Just 81.9 seconds after liftoff, a piece of insulation foam flaked off the shuttle’s 15-story external fuel tank and punched a hole in the leading edge of Columbia’s left wing. Foam had always fallen off fuel tanks during liftoff, but this was the largest piece to hit a shuttle. Some observers spotted a possible strike and started to raise questions that NASA officials did not want to answer:

“While Columbia was still in orbit, shuttle managers had silenced internal critics who warned of possible foam damage. They dismissed the concerns for lack of proof, then ensured that no proof could become available. The managers rejected three requests that intelligence agency observatories and imaging satellites be used to inspect the orbiter. Over the years, shuttle managers had treated each additional debris strike not as evidence of failure that required immediate correction, but as proof that the shuttle could safely survive impacts that violated its design specifications. Three months before Columbia’s last flight, foam debris had severely damaged the shuttle Atlantis.
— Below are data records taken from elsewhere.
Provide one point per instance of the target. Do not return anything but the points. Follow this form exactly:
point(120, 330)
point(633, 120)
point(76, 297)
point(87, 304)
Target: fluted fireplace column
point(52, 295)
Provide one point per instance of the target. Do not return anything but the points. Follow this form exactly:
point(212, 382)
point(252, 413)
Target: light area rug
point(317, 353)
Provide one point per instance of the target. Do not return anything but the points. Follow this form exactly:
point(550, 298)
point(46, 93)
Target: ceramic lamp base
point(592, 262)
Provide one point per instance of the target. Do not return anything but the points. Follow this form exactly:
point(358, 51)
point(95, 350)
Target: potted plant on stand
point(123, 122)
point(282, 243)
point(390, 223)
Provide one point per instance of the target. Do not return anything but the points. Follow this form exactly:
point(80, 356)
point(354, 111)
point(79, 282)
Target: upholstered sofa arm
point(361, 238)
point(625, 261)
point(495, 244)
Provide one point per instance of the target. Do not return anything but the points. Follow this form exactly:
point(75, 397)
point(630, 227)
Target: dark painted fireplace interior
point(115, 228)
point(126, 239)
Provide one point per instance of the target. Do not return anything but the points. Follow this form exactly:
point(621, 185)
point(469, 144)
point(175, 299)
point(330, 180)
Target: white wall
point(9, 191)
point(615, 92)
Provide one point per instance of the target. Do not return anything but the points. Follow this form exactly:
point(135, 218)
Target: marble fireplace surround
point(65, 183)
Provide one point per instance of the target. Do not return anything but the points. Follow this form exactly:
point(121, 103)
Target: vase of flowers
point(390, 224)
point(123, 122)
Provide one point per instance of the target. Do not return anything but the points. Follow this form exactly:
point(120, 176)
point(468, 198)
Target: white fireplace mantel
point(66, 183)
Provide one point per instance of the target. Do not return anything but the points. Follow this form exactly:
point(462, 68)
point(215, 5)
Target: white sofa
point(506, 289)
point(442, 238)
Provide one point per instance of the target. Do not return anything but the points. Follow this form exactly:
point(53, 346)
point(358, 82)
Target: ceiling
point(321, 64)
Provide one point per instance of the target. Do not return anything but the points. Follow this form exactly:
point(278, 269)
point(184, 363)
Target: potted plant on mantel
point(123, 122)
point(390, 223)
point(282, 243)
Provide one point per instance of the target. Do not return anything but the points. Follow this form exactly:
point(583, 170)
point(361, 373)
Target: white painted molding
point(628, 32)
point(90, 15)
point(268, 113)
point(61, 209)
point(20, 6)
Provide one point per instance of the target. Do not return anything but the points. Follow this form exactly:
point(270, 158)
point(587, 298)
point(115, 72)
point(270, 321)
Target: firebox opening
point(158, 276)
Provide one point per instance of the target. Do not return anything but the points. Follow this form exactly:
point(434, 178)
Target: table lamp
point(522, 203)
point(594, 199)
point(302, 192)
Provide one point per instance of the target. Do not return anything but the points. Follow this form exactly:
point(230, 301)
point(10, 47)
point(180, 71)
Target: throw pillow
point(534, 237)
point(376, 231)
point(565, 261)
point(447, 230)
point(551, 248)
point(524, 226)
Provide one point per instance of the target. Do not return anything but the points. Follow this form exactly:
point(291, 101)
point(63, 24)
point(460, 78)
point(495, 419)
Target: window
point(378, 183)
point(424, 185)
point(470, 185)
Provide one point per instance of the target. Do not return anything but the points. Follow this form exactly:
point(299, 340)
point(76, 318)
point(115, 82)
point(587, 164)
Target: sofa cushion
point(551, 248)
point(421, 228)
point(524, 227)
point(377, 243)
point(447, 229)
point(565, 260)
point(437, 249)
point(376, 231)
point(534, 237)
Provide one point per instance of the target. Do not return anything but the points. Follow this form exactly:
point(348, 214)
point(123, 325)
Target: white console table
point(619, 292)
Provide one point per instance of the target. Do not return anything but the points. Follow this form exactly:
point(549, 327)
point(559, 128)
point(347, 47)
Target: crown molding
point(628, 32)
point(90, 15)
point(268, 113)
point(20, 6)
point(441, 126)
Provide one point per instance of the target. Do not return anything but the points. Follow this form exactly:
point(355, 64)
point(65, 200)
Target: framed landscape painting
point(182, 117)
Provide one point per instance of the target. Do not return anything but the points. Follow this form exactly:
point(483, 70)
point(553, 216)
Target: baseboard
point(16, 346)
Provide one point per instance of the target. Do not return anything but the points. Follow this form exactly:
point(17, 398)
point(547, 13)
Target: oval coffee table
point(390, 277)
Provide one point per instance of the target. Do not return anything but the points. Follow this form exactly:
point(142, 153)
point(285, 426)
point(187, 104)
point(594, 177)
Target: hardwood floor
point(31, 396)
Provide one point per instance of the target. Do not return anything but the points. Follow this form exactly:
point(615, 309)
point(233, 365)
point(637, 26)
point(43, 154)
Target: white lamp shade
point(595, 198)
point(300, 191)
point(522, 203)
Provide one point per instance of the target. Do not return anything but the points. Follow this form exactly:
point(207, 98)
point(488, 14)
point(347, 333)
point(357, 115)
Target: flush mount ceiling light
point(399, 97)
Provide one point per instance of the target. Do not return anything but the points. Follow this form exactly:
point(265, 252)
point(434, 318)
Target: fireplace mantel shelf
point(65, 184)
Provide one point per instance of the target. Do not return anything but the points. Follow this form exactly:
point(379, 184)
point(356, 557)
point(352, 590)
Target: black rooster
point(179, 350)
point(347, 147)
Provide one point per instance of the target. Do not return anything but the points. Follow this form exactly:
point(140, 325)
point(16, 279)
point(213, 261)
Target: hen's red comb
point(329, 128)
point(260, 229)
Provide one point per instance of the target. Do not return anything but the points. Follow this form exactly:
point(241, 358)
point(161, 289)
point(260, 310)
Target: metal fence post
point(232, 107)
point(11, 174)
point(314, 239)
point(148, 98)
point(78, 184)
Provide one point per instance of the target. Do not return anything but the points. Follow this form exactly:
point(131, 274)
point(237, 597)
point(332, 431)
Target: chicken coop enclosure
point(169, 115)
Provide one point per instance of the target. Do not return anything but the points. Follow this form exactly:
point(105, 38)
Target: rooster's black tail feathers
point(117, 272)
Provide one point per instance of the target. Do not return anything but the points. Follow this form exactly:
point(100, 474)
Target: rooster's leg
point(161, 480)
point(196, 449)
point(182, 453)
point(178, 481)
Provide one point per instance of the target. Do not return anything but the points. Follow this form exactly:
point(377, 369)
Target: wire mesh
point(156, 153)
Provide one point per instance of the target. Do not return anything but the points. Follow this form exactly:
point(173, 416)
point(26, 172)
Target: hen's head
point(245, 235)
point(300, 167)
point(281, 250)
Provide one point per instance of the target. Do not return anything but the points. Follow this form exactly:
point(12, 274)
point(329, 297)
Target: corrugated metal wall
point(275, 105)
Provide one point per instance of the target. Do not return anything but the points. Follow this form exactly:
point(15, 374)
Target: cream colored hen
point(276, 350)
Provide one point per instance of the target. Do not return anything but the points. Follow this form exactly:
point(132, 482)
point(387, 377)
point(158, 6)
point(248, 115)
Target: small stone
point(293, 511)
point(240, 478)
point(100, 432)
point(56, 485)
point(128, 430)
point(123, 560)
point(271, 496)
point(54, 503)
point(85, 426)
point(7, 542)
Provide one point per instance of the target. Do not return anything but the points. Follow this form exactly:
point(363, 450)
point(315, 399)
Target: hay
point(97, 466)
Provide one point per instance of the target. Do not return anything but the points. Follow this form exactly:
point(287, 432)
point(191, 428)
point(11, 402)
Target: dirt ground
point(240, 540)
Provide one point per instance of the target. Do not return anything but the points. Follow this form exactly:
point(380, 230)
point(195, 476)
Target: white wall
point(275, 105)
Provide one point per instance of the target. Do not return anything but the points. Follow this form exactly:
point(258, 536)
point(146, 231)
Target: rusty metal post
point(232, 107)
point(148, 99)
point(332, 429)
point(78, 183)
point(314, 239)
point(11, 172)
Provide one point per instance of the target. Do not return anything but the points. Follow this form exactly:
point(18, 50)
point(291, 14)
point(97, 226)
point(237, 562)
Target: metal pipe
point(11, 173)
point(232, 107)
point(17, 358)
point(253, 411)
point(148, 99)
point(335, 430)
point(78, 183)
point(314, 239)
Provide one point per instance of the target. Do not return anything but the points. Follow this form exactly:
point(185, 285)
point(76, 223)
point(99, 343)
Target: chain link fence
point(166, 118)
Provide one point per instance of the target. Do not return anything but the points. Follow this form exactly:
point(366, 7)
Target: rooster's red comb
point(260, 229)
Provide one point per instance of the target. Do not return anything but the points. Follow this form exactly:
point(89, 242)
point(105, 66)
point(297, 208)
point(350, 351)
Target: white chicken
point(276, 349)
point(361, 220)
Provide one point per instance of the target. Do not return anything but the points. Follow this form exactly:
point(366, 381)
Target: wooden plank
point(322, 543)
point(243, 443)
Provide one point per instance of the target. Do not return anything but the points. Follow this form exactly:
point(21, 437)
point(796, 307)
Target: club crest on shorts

Program managers met to decide what corrective action they should take. Rather than suspend all flights while engineers explored ways to fix the problem — as official procedure previously dictated — they decided Columbia should proceed without delay. They refused to classify the incident as an official ‘in-flight anomaly.’ Instead, they adopted a formal ‘flight rationale’ stating that it was safe to fly. A generation of NASA managers had turned engineering on its head, viewing evidence of failure as signs of success. For Columbia’s last flight, all the paperwork was in order.”

On reentry, the puncture wound created by the foam became the entry vent that turned Columbia’s left wing into a furnace. Facing the intense atmospheric heat generated by reentry, the wing melted from the inside and shredded away. Searchers found pieces of the shuttle across Texas and into Louisiana.

Columbia, which had flown 27 earlier missions, tumbled apart at speeds much greater than the speed of sound.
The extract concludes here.